Coastal Water Contamination Increases with Population

June 8, 2006

The increase in coastal area population is directly correlated to an increase in contaminated waters and shellfish bed closings. Over 85 percent of all beach closures and advisories in 2004, over 19,950 days, were a result of excessive counts of bacteria in the beach waters.

The increase in coastal area population is directly correlated to an increase in contaminated waters and shellfish bed closings, according to University of North Carolina Wilmington Research Professor Michael A. Mallin.

In his article “Wading in Waste,” which appears in the June 2006 issue of Scientific American, Mallin pointed to a recent study which has shown that over 85 percent of all beach closures and advisories in 2004, over 19,950 days, were a result of excessive counts of bacteria in the beach waters.

Living in Wilmington, N.C., Mallin has seen firsthand a boom in population and the development that comes with an increasing popularity of costal areas. Large areas of farmland, forests and wetlands are being turned into resorts, strip malls, restaurants, office complexes and other industrial areas.

With this development comes another change. Soil, which acts as a filter for removing the fecal bacteria and other viruses from runoff water, is replaced with impervious materials such as asphalt and concrete. When storm water runoff moves across these impervious surfaces it carries pesticides, fecal matter, heavy metals and other dangerous materials with it. This polluted water in turn contaminates shellfish beds, recreational areas and drinking water. This contamination causes illnesses such as gastroenteritis, conjunctivitis, cellulitis, ear infections, respiratory infections, hepatitis and Guillain-Barre syndrome.

This problem is especially true in coastal areas where development is heavy and wetlands have been decimated. Storm water runoff is not treated like human sewage is, so heavy rains can cause an overflow of polluted water into streams, lakes and estuaries. In coastal areas where sewage hookups are not an option, septic tanks cause other problems. Areas where septic tanks are located in sandy soil are susceptible to becoming saturated with contaminated water, resulting in runoff into shellfish beds and into fresh and seawater areas. The problem is magnified in areas with less then 10 percent of wetland coverage and a high percentage of impermeable surfaces.

Working at the UNCW Center for Marine Science Mallin has conducted a decade long study of tidal creek areas in New Hanover County, an increasingly populated area in southeastern North Carolina. The study found that the average fecal coliform counts were higher in the creeks with higher population and a higher percentage of developed land in their watersheds.

To reach this conclusion, Mallin and his team collected and analyzed more then 1,000 samples of fecal coliform bacteria and E. Coli throughout six different tidal creeks in New Hanover county and compared them to various demographic and terrain characteristics in the surrounding area. The article also states that when wetlands are replaced by impervious surfaces in watershed areas, rainfall will increase the amount of bacteria present in the surrounding area. Oftentimes shellfish beds will be closed automatically after a rainfall because of the tendency for these areas to have a higher bacterial pollution after storm water runoff runs through the area.

As mentioned earlier, contamination by fecal bacteria is the leading cause of beach closings in the United States. These closings now affect roughly one third of the nation’s monitored beaches. Mallin cited other researchers who have found that a high population or area of high tourist interest during the beach season; is directly correlated to the number of closings.

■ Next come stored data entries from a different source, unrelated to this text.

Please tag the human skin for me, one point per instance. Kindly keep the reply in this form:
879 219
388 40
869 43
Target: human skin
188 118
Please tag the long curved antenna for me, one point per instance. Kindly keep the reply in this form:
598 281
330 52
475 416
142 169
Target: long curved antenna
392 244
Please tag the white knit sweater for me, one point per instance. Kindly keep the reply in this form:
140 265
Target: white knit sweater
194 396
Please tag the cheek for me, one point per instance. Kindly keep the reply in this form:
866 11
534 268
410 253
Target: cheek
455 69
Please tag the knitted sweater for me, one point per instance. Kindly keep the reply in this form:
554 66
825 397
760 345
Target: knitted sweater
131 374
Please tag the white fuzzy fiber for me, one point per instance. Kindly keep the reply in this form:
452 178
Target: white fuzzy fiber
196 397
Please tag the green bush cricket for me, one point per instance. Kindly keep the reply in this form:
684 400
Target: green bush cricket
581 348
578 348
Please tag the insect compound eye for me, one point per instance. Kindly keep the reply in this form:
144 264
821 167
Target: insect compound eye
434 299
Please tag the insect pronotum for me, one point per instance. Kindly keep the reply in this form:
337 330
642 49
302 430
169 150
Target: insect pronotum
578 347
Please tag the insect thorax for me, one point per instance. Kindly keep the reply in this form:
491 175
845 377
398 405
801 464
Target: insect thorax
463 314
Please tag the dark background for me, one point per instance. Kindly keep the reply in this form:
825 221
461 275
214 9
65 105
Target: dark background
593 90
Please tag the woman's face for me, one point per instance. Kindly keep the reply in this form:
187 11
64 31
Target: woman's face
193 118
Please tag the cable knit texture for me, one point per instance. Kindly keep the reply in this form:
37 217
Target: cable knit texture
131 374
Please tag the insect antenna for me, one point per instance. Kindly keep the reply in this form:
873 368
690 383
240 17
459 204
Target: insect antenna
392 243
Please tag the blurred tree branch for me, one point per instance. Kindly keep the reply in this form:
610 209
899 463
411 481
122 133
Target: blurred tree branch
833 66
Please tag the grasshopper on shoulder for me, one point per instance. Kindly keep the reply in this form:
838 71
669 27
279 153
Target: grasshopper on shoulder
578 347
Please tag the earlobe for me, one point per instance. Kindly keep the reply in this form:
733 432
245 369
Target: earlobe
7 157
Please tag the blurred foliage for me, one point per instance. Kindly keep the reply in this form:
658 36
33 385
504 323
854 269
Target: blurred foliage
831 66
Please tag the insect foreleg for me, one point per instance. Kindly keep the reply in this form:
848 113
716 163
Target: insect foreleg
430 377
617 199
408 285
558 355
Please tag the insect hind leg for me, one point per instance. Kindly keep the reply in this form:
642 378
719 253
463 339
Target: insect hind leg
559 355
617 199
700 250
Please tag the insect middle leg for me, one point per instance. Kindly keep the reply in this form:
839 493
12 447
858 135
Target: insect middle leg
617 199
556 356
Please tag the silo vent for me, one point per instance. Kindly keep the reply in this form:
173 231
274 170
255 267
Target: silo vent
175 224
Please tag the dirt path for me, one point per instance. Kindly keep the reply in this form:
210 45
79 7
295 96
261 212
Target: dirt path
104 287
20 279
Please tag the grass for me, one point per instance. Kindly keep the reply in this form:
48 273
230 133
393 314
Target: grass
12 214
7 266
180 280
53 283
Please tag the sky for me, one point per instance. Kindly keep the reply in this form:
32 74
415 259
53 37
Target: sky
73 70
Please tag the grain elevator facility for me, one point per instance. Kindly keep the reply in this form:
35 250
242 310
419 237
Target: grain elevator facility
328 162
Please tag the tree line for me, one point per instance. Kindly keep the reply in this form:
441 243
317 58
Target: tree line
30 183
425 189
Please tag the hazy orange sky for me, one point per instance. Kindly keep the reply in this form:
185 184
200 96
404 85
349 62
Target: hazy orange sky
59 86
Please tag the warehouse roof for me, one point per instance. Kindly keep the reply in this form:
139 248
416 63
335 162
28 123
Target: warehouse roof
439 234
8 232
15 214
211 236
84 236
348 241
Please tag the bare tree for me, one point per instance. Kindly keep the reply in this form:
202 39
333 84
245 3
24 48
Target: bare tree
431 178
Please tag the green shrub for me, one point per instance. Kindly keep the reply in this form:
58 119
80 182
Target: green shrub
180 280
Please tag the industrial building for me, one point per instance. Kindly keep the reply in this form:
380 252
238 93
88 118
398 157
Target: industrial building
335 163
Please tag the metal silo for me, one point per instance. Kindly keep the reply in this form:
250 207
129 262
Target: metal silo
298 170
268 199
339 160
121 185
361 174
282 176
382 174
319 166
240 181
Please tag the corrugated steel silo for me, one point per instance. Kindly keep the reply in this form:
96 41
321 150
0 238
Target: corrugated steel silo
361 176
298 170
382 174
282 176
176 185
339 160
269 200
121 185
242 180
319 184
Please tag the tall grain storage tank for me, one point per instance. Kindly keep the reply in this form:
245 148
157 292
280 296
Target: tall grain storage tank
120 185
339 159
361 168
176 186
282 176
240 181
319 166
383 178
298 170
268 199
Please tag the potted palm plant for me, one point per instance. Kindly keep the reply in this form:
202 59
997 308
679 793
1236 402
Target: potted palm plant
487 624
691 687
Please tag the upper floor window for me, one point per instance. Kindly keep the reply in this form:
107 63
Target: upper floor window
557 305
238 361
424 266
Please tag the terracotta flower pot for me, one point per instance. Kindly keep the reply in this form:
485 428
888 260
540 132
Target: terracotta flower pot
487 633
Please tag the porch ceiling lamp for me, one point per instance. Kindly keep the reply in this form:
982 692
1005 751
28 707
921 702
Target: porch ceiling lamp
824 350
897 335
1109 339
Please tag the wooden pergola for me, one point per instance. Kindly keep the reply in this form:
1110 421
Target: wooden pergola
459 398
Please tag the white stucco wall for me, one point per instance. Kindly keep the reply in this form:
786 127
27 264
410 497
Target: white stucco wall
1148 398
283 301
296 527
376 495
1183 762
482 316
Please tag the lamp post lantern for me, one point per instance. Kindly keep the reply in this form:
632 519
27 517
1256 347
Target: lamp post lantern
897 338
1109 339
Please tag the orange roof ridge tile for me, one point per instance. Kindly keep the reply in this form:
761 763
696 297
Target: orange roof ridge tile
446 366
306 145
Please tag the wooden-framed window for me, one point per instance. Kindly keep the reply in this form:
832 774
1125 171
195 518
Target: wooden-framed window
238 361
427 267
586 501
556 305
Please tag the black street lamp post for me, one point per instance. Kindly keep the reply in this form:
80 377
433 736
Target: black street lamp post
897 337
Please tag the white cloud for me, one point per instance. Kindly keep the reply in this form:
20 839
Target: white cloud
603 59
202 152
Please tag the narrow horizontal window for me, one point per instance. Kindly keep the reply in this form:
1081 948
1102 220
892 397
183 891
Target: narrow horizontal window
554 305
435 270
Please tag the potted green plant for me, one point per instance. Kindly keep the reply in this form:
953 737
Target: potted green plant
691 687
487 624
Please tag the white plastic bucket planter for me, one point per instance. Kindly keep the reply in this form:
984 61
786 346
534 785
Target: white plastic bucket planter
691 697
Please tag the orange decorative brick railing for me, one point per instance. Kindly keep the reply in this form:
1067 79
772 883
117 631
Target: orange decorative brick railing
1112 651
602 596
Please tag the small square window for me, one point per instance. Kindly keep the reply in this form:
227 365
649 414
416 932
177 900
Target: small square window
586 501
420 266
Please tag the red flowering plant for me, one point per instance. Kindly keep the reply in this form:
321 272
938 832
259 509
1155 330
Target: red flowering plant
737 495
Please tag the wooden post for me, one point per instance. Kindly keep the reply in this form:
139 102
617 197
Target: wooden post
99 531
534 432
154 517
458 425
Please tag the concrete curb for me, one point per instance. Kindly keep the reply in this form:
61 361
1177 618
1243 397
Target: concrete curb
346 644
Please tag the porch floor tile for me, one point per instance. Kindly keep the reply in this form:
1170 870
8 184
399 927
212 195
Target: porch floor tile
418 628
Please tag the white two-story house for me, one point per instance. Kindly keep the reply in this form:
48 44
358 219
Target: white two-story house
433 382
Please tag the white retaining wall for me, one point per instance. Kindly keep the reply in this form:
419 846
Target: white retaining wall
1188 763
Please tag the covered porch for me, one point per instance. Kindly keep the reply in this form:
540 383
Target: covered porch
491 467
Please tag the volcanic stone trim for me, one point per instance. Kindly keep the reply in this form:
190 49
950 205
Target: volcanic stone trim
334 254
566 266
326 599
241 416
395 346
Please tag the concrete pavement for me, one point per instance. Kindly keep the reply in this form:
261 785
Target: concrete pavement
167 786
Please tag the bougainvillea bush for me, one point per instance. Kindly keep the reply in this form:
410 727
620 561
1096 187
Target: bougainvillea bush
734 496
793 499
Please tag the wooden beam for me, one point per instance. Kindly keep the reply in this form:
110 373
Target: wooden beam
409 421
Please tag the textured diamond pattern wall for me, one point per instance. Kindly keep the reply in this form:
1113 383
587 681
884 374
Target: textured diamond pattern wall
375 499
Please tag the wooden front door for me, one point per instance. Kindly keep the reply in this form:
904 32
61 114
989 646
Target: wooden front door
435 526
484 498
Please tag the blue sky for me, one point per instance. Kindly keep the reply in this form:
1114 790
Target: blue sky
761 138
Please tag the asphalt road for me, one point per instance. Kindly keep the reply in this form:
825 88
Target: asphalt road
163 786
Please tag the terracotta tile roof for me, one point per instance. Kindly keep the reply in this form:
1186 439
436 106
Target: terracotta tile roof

Beaches such as Myrtle Beach, S.C., and Doheny State Beach in Orange County, Calif., are two of the more commonly contaminated beaches, closed 54 days and 312 days, respectively, in 2004.

These areas have a population of over 300 people per square mile and often times can see a fecal bacteria indicator count of thousands of colony forming units (CFU) of E. Coli and Enteroccus for every 100 milliliters of water when the highest acceptable level is 235 (CFU) and 104 (CFU) respectively. At one point, the Enteroccus level for Doheny State Beach reached 38,800 (CFU), which anyone can tell, is not normal or safe.

Mallin does offer some solutions for these problems.

He suggests that having a plan for environmentally sound development and coastal population growth is the best way to approach the future. By minimizing the amount of impervious surfaces when constructing new residential areas, office complexes and commercial areas will keep dangerous runoff down because the water will be allowed to filter through soil and dangerous contaminates will be removed. Construction companies can use a new semipervious concrete that allows water to permeate into the soil and also can support the weight of automobiles.

Parking lots can also be downsized in tourist areas, as large lots are designed to hold enough people for the holidays and shopping seasons as opposed to everyday traffic. Preserving wetlands and if possible, expanding them will increase these naturally filtering soil; an area of greater than 13.5 percent of wetlands per watershed area is desirable.

Finally, Mallin suggests that when planning for coastal development, communities should put restrictions on the amount of area covered by asphalt, concrete and other impervious surfaces to between 10 and 15 percent.